Examining why Borders collapsed

Column: Borders' expansion hastened its implosion

Posted on Tue, Jul 19, 2011 : 10:57 a.m.

Borders_concept_store.JPG

Borders stores — such as the concept store the company opened on Lohr Road in Pittsfield Township in 2008 — averaged about 25,000 square feet.

File photo | AnnArbor.com

As Borders dissolves, it’s natural to assign blame.

You can plausibly fault the company’s executives, its competitors, the Internet, electronic books or even our culture itself.

But the biggest single reason for Borders’ fall was its rise. Its rapid expansion.

Borders’ focus on opening more stores and bigger stores and international stores during the late 1990s and early 2000s turned out to be the company’s critical error.

Much of the coverage of Borders’ liquidation — which the company announced Monday after five months of navigating Chapter 11 bankruptcy — is sure to center on the role of e-books in weakening Borders.

And, to be sure, it’s probably fair to say that e-books crushed any hopes Borders still had of staying alive.

And, yes, the company’s decision to outsource its online sales to Amazon.com in 2001 was a shocking blunder that the company was never able to recover from.

But the company’s descent can be traced back to the corporate expansion that started after founders Tom and Louis Borders sold the 21-store chain to Kmart Corp. in 1992. The Borders brothers left, Kmart combined Borders with its Waldenbooks unit and the new company went public in 1995 under CEO Robert DiRomualdo.

By that point, Borders already had 158 superstores, averaging $259 per square foot in annual sales, according to Securities and Exchange Commission filings. Borders’ sales performance peaked at $261 per square foot in 1997 when the company had 204 superstores.

Then the sales decline started — but the expansion continued. In fact, Borders didn’t stop adding stores until 2007, a decade after its sales per square foot peaked. By 2009, sales per square foot had tumbled to $173, some 33.7 percent less than its peak 12 years earlier.

“They failed to recognize that the company needed to be downsized,” said Jim McTevia, a turnaround consultant with Bingham Farms-based McTevia & Associates.

Borders superstores

This table shows the rise in the number of Borders superstores at the end of each fiscal year and corresponding fall in the average sales per square foot of those stores in the years since the company's 1995 initial public offering, according to U.S. Securities and Exchange Commission records.

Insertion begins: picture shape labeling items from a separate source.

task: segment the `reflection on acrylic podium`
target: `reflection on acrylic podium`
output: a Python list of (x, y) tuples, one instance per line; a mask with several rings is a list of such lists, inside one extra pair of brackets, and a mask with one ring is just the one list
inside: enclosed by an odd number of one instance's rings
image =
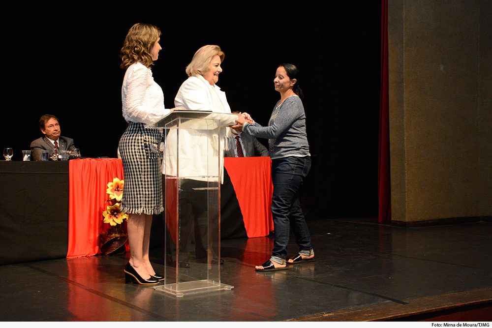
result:
[[(166, 261), (163, 285), (177, 297), (230, 290), (220, 282), (221, 139), (236, 114), (175, 111), (149, 127), (165, 129)], [(199, 173), (197, 174), (197, 172)]]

  • 1996: 158 superstores ($259 average sales per square foot)
  • 1997: 204 ($261)
  • 1998: 256 ($256)
  • 1999: 300 ($255)
  • 2000: 349 ($255)
  • 2001: 385 ($245)
  • 2002: 434 ($237)
  • 2003: 482 ($223)
  • 2004: 504 ($227)
  • 2005: 528 ($232)
  • 2006: 567 ($236)
  • 2007: 541 ($228)
  • 2008: 518 ($203)
  • 2009: 511 ($173)

A little bit of basic calculus could’ve stopped Borders from expanding too quickly. Borders was so focused on just increasing revenue that it apparently never paused to examine the percentage change in its revenue increases. That is, revenue was still increasing — but the pace of the revenue increases was falling, an early indication of troubles.

Put it simply: Borders got too big, too fast.

Once it became obvious that Borders' store footprint was too large, the company was locked into hundreds of expensive leases that extended beyond 2017. Borders was paying $1 billion in annual rental costs when it filed for bankruptcy.

Bankruptcy helped the company shed unprofitable leases, but the company was still relying on a broken business model centered on massive physical stores.

When the Internet emerged as a legitimate sales opportunity, Borders was too focused on running 25,000-square-foot superstores instead of pursuing new market opportunities.

And by the time e-books came onto the scene, Borders didn’t have the cash to invest in its own e-reader.

“The failure to recognize the transition of the industry, the failure to downsize their retail operations, and exit the mall” store business were key mistakes, McTevia said.

In a rare interview in May, Borders Group Inc. President Mike Edwards — CEO of the company’s bookstore unit, who joined the company two years ago — said Borders fell prey to the superstore rush of the 1990s.

Opening more stores, he said, “hides a lot of sins.”

The consequence of those sins is now painfully obvious.